Doctor Sleep Review - Good performances and top class technicalities make up for this 'light' versus 'dark' fantasy horror film!
Doctor Sleep, touted to be the sequel to ‘The Shining’ is a psychological fantasy based horror film directed by Mike Flanagan. Coming across as a good versus evil movie with a lot of complications with respect to the screenplay, the film explores a lot of dark sides that children may face due to psychic minds. Does this experimental venture grip film fans?
The movie starts off with Dan Torrance’s troubled childhood due to the dark forces and shifts to reality which sees him battle these demons for a long time now. Simultaneously, there is Kyleigh as Abra, a young girl with the ‘shining’ and similar powers such as Dan Torrance. To add to this, we are also shown the dark community lead by Rebecca Ferguson (Rose), the evil dementor who consumes children’s shine in order to increase her lifespan. The entire film is about these three tracks that intersect at various points.
As for the casting, Ewan McGreor as Dan pulls off a terrific performance just as the kid Abra played by Kyleigh Curran. Be it their combination scenes or their chemistry through their mind voices, this duo works perfectly. But the show stealer happens to be Rebecca as Rose, the evil woman who snatches away children’s happiness with her dark deeds. Emily as Snakebite Andi is also impressive and adds a good flavour. A good casting equation overall!
The film Doctor Sleep has various fantasy elements that one must understand and get used to in order to get a hold of the content. It is similar to slow poison that grows onto you and there is a particular pattern in which the film has been cut that might seem confusing for a few. In fact, every scene has an intercut to another parallel event happening either with the other characters or with the past of the same character. This, after a point might seem a little monotonous. The idea is relatively new and some of the scenes are gripping in this aspect.

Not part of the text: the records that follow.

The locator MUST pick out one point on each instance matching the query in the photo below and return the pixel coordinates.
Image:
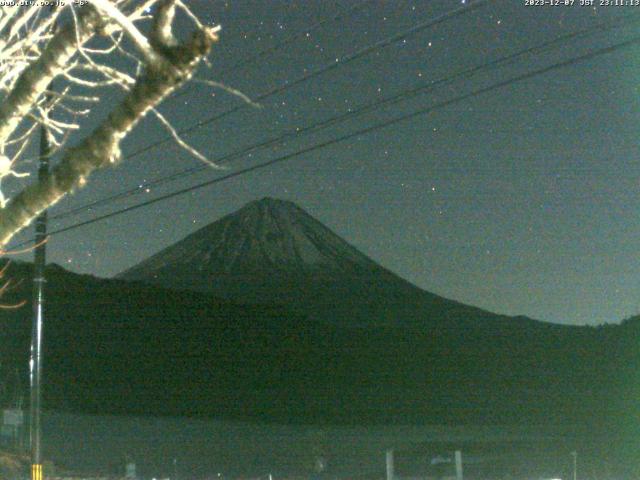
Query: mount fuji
(272, 251)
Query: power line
(340, 62)
(268, 51)
(364, 131)
(345, 60)
(396, 98)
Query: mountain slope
(273, 251)
(118, 347)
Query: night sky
(522, 200)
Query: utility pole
(390, 465)
(35, 364)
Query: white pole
(390, 472)
(458, 465)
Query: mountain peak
(266, 239)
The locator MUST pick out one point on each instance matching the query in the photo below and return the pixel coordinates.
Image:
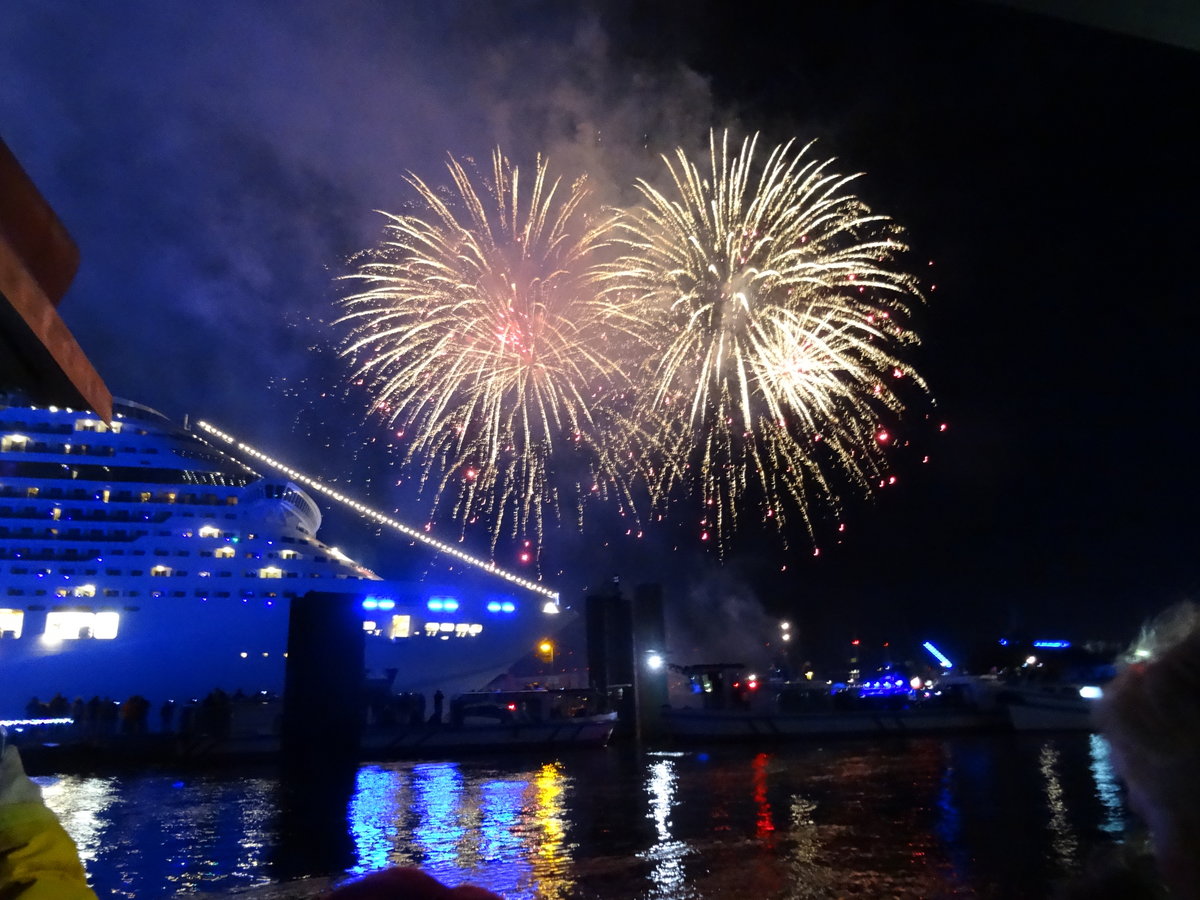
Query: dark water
(1000, 816)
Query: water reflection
(666, 853)
(1062, 838)
(1108, 787)
(933, 817)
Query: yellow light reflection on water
(81, 804)
(551, 852)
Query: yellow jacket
(37, 858)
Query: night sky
(220, 163)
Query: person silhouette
(1150, 714)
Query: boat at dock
(144, 558)
(479, 721)
(724, 702)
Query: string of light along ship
(379, 517)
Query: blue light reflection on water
(990, 816)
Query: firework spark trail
(484, 342)
(778, 321)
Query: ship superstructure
(136, 557)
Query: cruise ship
(138, 557)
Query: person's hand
(15, 784)
(407, 885)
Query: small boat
(1050, 706)
(502, 720)
(723, 702)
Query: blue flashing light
(937, 654)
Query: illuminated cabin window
(76, 625)
(11, 623)
(444, 629)
(400, 627)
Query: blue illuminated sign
(937, 654)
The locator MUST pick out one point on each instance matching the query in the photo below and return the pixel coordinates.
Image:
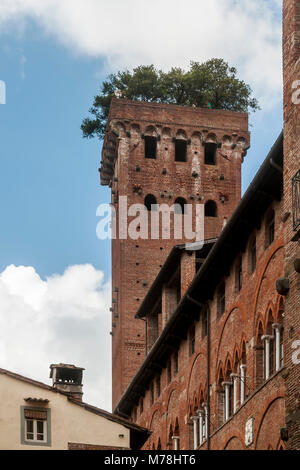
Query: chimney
(67, 378)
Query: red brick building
(219, 323)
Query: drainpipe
(146, 335)
(200, 305)
(208, 378)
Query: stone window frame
(46, 443)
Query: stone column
(226, 386)
(243, 383)
(195, 425)
(277, 327)
(235, 378)
(267, 339)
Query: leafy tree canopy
(213, 82)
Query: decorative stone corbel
(283, 285)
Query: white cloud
(62, 319)
(170, 32)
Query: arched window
(279, 336)
(243, 375)
(150, 203)
(269, 345)
(210, 209)
(180, 206)
(228, 395)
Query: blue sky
(49, 183)
(53, 55)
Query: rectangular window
(296, 200)
(157, 387)
(180, 150)
(150, 147)
(210, 154)
(169, 370)
(152, 393)
(35, 426)
(176, 364)
(253, 257)
(221, 300)
(192, 341)
(205, 323)
(239, 276)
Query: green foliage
(213, 82)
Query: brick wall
(234, 339)
(291, 68)
(135, 263)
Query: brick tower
(163, 154)
(291, 199)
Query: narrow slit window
(210, 209)
(150, 147)
(253, 256)
(180, 150)
(192, 341)
(221, 300)
(271, 229)
(210, 154)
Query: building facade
(157, 154)
(37, 416)
(219, 323)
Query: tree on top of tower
(211, 84)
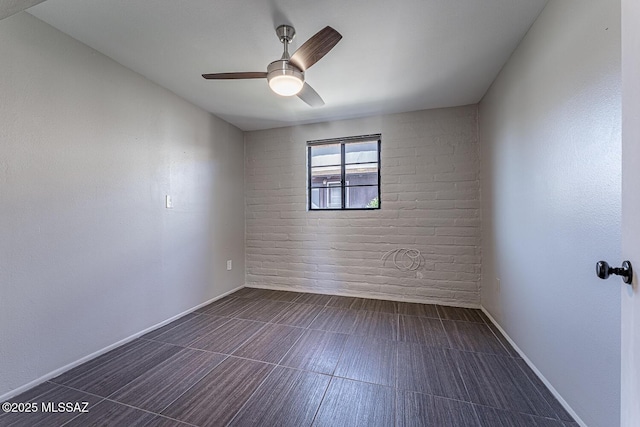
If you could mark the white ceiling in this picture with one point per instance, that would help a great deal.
(395, 56)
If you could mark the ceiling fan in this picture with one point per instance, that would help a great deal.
(286, 75)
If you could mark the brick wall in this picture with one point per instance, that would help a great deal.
(430, 202)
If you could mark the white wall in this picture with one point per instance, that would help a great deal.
(88, 253)
(630, 209)
(430, 201)
(550, 151)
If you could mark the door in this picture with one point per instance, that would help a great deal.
(630, 363)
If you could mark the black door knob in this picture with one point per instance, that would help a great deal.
(603, 270)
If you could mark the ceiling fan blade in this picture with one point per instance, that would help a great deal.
(231, 76)
(310, 96)
(315, 48)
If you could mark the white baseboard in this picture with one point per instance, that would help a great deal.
(536, 371)
(362, 295)
(106, 349)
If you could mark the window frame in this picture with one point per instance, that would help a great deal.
(344, 186)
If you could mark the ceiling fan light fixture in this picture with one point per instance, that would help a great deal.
(284, 79)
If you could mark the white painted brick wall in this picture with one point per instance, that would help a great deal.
(430, 202)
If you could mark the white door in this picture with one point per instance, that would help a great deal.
(630, 374)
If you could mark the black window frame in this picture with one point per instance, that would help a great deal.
(343, 142)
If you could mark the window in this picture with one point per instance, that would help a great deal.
(344, 173)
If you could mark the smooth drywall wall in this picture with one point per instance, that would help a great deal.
(429, 202)
(630, 396)
(89, 255)
(550, 152)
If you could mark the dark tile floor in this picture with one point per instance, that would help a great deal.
(276, 358)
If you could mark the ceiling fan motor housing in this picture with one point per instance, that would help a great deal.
(284, 78)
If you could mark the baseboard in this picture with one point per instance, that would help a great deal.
(363, 295)
(535, 370)
(106, 349)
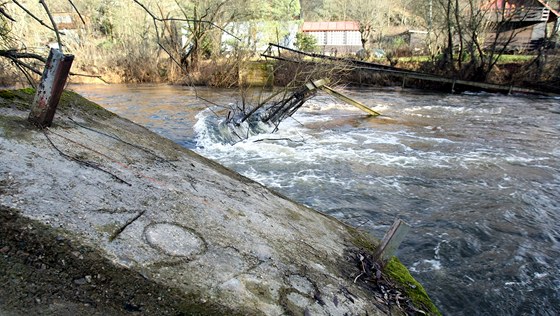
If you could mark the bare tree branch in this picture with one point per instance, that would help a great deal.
(77, 11)
(55, 29)
(6, 15)
(32, 15)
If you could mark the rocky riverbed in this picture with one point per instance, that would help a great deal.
(101, 216)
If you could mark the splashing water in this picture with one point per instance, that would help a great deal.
(476, 175)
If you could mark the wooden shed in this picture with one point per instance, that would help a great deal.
(520, 25)
(335, 37)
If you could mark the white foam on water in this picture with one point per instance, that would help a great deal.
(426, 265)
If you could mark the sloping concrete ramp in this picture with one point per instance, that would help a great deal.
(137, 206)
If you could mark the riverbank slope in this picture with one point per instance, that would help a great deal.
(101, 216)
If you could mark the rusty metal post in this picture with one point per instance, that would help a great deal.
(391, 242)
(50, 88)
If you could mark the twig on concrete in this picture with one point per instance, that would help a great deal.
(82, 162)
(122, 228)
(159, 158)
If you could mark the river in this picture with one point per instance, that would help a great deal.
(477, 176)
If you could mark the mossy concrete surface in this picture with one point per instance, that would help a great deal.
(101, 216)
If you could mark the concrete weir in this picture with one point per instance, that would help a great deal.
(118, 220)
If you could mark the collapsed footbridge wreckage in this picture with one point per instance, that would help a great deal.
(241, 124)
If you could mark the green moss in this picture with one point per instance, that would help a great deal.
(7, 94)
(21, 98)
(398, 273)
(414, 290)
(15, 128)
(363, 240)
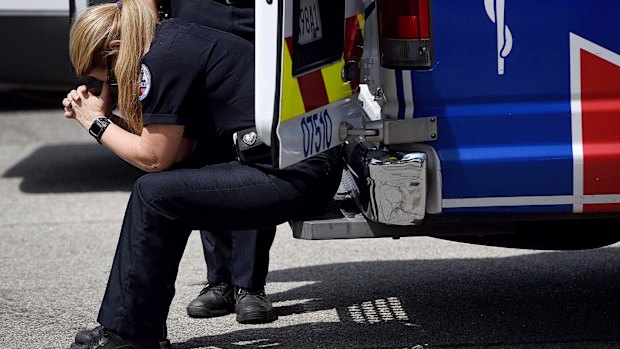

The mention worthy sequences of the picture would include the baseball match played by the young boy and a couple of scenes that eventually turn up after this game. The crux of the movie is based on this portion and this has been shouldered quite impressively by the makers. Another lovely sequence is the build up to how the characters meet and the shootout that has a nice emotional twist towards the end. One might think the last few minutes were a bit draggy and that Dan’s conversation with his dad could have been a lot shorter, In fact, we know exactly what would happen in the climax almost before the pre-climax block and this part could have had a tad bit more suspense.
Technically, Doctor Sleep is a brilliant piece of art as the visuals are a steal. Cinematography by Michael Fimognari is the biggest backbone as most scenes depend on the visual and performance. It seems so apt that a fantasy world was created for the negative characters and where they dwell. The edit work by Mike sure is challenging as there are numerous tracks to fill in between this run-time and he does a decent job. Music too adds value and Doctor Sleep seems abundant when it comes to its technical brilliance. If for a slightly crisper end and a less complicated proceeding right from the beginning, this could have well been a fantastic film overall.
Nevertheless, director Mike Flanagan does fair justice with Doctor Sleep and if you are an audience who is able to accept these psychic fantasy elements and dissolve in them, you would definitely enjoy multiple moments in the movie. Though there are not too many high points as such, the engagement is still there and there is a good level of suspense held together for a larger portion of Doctor Sleep.
Bottom-line: A well layered psychological fantasy, that is fairly intriguing!